The problem
Ski schools lose a large share of demand after the first visit. The guest compared times, got distracted, or meant to finish on a laptop later. If you only send one generic newsletter, you never reconnect the thread they started.
When this works
Use a sequence only for people who showed intent: clicked lesson pricing, opened the booking widget, or abandoned checkout. Do not blast the same three emails to everyone on your list; that trains people to ignore you.
Email 1: confirm what they looked at
Send within a day. Subject and first line should name the product: the lesson type, date window, or age group they viewed. One clear button: complete booking or pick a time. No unrelated offers.

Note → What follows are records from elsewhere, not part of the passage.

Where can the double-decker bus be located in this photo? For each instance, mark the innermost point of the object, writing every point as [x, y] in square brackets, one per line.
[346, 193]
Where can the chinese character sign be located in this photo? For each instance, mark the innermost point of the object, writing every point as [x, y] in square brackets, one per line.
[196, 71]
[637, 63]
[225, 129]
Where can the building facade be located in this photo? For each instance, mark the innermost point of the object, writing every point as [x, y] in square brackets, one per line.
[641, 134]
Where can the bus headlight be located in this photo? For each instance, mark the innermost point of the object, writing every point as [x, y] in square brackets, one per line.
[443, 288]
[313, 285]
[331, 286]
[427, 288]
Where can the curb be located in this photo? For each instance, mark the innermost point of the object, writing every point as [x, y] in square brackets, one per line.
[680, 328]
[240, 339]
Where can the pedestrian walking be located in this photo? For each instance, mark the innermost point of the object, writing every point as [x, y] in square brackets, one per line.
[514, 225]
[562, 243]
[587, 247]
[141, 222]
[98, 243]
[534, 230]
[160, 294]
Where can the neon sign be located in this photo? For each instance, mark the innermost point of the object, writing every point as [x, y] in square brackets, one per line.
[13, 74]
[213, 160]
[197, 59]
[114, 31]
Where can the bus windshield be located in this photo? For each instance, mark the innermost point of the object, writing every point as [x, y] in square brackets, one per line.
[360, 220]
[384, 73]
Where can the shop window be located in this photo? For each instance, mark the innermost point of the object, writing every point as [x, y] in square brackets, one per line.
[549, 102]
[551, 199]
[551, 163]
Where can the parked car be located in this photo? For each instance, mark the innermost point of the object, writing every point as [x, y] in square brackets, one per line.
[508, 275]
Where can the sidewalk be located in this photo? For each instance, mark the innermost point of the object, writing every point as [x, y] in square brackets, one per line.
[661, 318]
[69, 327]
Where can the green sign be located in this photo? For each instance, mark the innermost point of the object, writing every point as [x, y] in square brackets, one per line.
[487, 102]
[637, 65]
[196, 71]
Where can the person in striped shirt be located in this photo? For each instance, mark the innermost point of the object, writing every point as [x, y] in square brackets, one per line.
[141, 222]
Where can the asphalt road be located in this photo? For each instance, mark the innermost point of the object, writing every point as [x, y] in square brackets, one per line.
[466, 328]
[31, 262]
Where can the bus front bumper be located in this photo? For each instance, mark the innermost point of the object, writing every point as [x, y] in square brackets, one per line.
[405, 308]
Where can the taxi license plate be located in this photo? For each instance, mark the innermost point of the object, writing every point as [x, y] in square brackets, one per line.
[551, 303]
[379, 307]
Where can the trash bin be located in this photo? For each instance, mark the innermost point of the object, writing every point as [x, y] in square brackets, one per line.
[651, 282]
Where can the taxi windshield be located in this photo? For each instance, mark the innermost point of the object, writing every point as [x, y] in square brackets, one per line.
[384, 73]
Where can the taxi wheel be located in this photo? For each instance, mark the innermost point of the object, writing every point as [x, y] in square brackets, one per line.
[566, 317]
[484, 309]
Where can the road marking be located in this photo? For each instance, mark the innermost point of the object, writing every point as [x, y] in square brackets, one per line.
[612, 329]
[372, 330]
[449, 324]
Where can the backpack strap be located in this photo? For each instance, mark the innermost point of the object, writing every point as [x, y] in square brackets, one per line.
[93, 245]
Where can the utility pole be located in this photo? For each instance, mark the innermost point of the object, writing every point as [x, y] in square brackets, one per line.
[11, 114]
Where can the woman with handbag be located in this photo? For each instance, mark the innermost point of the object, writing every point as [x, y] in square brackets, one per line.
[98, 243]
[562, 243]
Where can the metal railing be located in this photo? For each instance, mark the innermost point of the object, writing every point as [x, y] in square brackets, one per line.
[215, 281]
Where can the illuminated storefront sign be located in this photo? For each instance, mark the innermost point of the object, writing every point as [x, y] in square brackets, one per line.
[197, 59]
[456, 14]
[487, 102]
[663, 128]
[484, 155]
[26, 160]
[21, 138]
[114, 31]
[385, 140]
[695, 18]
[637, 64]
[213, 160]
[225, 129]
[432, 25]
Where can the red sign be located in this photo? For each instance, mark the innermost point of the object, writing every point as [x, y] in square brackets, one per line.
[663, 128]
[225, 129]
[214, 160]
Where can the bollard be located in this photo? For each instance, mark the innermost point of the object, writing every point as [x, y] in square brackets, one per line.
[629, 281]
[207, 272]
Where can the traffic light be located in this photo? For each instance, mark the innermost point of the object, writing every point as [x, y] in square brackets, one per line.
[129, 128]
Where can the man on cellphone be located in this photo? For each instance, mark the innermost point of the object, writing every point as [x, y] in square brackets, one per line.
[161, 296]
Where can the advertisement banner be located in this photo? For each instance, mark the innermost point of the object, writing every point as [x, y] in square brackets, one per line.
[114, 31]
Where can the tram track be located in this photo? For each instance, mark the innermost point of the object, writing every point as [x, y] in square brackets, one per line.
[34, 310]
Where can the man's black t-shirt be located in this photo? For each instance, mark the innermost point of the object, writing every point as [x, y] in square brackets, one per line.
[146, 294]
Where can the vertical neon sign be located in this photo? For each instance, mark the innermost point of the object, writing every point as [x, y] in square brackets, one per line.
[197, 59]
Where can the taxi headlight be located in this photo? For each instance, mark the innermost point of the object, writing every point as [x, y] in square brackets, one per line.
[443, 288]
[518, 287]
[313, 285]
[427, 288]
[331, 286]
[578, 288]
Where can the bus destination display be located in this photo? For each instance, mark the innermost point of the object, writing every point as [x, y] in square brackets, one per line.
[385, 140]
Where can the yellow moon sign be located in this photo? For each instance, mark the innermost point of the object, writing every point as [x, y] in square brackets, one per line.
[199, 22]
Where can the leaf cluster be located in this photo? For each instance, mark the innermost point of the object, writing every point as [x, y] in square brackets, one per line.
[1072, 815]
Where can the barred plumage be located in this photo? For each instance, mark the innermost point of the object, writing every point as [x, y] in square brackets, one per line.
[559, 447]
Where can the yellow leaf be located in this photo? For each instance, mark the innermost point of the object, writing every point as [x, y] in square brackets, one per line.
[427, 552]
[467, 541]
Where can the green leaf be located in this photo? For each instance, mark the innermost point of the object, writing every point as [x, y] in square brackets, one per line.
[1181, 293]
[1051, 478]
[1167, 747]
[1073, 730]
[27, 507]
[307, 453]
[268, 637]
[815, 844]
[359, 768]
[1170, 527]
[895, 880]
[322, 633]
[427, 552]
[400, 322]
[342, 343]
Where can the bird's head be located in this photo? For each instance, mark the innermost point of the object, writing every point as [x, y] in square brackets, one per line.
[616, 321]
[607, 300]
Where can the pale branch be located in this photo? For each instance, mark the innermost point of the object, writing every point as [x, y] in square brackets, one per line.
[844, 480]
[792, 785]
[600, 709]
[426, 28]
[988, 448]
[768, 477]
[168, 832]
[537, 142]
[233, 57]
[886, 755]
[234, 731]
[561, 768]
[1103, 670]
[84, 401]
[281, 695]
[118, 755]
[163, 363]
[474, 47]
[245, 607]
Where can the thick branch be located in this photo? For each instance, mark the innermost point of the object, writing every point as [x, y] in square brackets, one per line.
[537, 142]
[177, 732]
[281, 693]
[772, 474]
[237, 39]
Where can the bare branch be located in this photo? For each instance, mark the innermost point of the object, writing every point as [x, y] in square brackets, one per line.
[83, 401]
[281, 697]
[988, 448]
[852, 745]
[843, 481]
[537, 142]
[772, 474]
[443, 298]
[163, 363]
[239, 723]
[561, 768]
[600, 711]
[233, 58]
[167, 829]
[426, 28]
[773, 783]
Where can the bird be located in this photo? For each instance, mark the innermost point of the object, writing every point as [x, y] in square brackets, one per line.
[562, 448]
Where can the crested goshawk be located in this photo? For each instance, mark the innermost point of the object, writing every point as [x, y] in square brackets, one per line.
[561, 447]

Email 2: remove the usual friction
Two days later, answer the questions that stop bookings: what to bring, meeting point map link, weather policy, how to add a second child. Keep it short. Same primary call to action as email 1.
Email 3: deadline or scarcity that is real
If early-bird pricing, group caps, or holiday weeks actually end, say so with a specific date. If nothing is scarce, offer a human touch: reply to this email and we will hold two spots for 24 hours. Fake urgency backfires in small markets.
Compliance and trust
Only mail people who opted in or who abandoned a transaction where your policy allows follow-up. Always include unsubscribe. Ski guests talk; respect beats extra sends.
Takeaway
Three focused emails beat one vague reminder. Mirror the product they almost bought, reduce friction, then give a truthful reason to decide now.